Jourdain carving out minutes with versatility

Temple Men’s Basketball sophomore forward Nick Jourdain’s game has evolved from being a role player to having a key role under head coach Aaron McKie.

Standing at 6 feet eight inches, Nick Jourdain has proved to be a versatile two-way forward for the Owls. | ROBERT JOSEPH CRUZ / THE TEMPLE NEWS

Nick Jourdain grew up with many athletic talents. Throughout his childhood, the Temple big man went from baseball to soccer to football, excelling at each. Yet the day he picked up a basketball, the other sports seemed to fade into the back of his mind. 

“I’ve always been drawn to basketball,” Jourdain said. “I was always a bit more talented playing [basketball]. I knew naturally it was going to put me in the best position.”

Jourdain, a Temple Men’s Basketball sophomore forward, now stands at 6 feet eight inches and has one of the highest vertical leaps on the team. His versatility in playing other sports has developed into utility on the basketball court. 

In Temple’s 61-59 loss to the University of Memphis on Jan. 15, Jourdain stuffed the stat sheet with 16 points, 10 rebounds and three blocks. He made several clutch plays down the stretch for the Owls and went 6-for-6 from the foul line. Although he allowed Tigers’ fifth-year guard Kendric Davis to score the game-winning shot against him, Jourdain’s performance leading up to the final play was a key reason the Owls had a chance to win the game. 
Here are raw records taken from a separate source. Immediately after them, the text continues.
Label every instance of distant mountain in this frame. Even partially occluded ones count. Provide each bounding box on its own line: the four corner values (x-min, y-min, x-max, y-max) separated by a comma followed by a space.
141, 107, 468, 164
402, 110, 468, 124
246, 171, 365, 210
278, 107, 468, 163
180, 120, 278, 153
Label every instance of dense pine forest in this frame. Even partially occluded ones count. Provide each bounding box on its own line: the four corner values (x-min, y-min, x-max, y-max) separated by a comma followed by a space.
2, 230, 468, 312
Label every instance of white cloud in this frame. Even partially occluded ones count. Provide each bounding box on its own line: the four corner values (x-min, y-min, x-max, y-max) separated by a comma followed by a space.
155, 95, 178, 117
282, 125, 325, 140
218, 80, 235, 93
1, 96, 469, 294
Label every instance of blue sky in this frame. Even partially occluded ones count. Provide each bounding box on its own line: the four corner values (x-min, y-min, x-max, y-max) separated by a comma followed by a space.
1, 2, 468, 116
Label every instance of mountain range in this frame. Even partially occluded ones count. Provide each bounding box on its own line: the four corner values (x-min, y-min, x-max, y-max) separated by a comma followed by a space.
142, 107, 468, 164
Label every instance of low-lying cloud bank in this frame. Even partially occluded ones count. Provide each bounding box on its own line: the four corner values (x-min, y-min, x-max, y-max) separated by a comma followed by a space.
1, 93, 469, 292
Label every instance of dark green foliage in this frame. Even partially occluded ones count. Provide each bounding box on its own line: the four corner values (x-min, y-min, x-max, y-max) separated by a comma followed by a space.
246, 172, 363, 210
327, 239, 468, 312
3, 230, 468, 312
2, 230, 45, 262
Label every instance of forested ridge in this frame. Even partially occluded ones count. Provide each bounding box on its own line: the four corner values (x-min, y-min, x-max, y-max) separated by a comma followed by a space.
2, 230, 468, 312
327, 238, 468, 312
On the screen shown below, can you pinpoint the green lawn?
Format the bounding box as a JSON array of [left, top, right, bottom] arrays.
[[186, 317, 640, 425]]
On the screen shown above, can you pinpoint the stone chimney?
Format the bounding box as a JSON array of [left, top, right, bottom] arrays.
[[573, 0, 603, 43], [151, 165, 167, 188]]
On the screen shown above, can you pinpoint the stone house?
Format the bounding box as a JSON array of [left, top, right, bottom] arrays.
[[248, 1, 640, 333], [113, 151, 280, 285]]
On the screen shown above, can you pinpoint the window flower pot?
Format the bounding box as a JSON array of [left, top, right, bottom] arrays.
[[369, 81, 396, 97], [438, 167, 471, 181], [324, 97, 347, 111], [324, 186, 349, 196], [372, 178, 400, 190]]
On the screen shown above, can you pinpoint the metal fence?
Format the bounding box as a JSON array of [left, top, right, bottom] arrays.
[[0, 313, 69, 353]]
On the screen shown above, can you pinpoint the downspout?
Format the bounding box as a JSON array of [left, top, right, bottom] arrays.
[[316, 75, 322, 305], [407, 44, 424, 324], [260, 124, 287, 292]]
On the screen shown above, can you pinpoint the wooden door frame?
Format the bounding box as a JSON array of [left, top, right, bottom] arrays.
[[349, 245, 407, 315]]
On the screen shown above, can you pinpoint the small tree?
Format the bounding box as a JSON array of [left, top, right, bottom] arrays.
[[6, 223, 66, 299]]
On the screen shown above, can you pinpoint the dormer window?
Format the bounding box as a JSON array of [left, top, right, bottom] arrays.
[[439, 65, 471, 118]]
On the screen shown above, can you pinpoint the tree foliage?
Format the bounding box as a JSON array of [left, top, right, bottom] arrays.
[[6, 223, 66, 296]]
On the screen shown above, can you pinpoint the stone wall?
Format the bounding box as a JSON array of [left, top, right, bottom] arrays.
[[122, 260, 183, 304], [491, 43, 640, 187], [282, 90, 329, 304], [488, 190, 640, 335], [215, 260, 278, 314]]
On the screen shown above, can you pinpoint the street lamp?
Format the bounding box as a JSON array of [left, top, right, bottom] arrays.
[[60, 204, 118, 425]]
While the contest against Memphis was Jourdain’s most notable performance to date, his game-changing ability has been no secret to the team. 

“He’s a versatile player, helps us in a number of different ways,” said head coach Aaron McKie. “Offensively, we can run some stuff through him. Defensively, he can get out there and play some five for us at the end of games.”

While Jourdain has seen a surge in playing time after sophomore center Jamille Reynolds’  thumb injury in December, he’s struggled to find consistent minutes during his Temple career. He lacked the strength to keep up with opposing centers and wasn’t quick enough to keep pace with other forwards. 

Jourdain played in 29 games during the 2021-22 season, starting in 18 of them. A block magnet, he finished second in The American Athletic Conference in blocks per game, averaging 1.7. Jourdain’s timing and athleticism down low have allowed him to become a strong rim protector. 

This season, Jourdain ranks fifth in the conference in blocks per game with 1.4 while starting in every conference game so far for the Owls. 

Even though he has gained significant muscle since high school, Jourdain has plenty of work to do in terms of filling out his body and improving his quickness on the floor to become a more agile defender. 

“He had to get a little bit stronger coming from high school,” McKie said. “I don’t think his body is completely filled out, he has more room to pack some muscle then I think he’ll be the complete player I think he can be.”

By working on different aspects of his game, Jourdain has become a multidimensional weapon for Temple, an archetype his post-grad prep school coach, Ian Turnbull, saw from day one. Turnbull coached Jourdain at Covenant College Prep in Neptune City, New Jersey, for two years and saw him blossom from a four-sport athlete to a pure basketball player. 

“He had exceptional physical ability,” Turnbull said. “When he came to us I tried to get him to expand on his skills.”

These skills included footwork, ball handling and shot creation, aspects of Jourdain’s game that received less attention growing up. 

To improve as an athlete in high school, Jourdain showed up at local parks around Clifton, New Jersey, to get some extra practice in. While playing AAU and high school basketball at the time, he knew it would take extra practice to round out his skill set. 

The only problem was, he showed up to the courts by himself and needed to prove he could be an asset before playing alongside the locals of Paterson or Passaic, New Jersey. 

“I was that annoying kid asking ‘can you pick me up, can you pick me up,’” Jourdain said. “So I was like alright, let me play defense, so I would try to guard the best player.”

Jourdain knew he needed to improve his offensive skills because he focused strictly on defense when at the parks. He developed a mindset where his work ethic defensively came before his offensive focus. 

Today, Jourdain has a career-high of 23 points, which he scored on Jan. 12, 2022 against the University of Tulsa. He also had a career-high five blocks against Clemson University on Nov. 18, 2021. 

The ‘plug-and-play’ forward has gone from a positionless big to a player who can fill in for several spots on the floor. With small-ball bigs becoming commonplace at the professional level, Jourdain could establish himself as a key player for a team in the future. 

For right now, though, it is all about winning for Temple’s flex player. 

“For this year I really badly want us to finish first in conference play,” Jourdain said. “As long as the team’s doing good, I’m doing good.”